The mammalian epidermis undergoes constant renewal replenished by a pool of stem cells and terminal differentiation of their progeny. This is accompanied by changes in gene expression and morphology orchestrated, in part, by epigenetic modifiers. Here, we defined the role of histone acetyltransferase KAT2A in epidermal homeostasis and provided a comparative analysis that revealed key functional divergence with its paralogue, KAT2B. In contrast to KAT2B's reported function in epidermal differentiation, KAT2A supports the undifferentiated state in keratinocytes. RNA-seq analysis of KAT2A- and KAT2B- depleted keratinocytes revealed dysregulated epidermal differentiation. Depletion of KAT2A led to premature expression of epidermal differentiation genes in the absence of inductive signals, whilst loss of KAT2B delayed differentiation. KAT2A acetyltransferase activity was indispensable in regulating epidermal differentiation gene expression. The metazoan-specific N-terminus of KAT2A was also required to support its function in keratinocytes.

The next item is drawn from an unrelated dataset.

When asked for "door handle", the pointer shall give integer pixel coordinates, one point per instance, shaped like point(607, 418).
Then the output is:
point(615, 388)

We further showed that the interplay between KAT2A- and KAT2B- mediated regulation was important for normal cutaneous wound healing in vivo. Overall, these findings reveal a distinct mechanism in which keratinocytes utilize a pair of highly homologous histone acetyltransferases to support divergent functions in self-renewal and differentiation processes.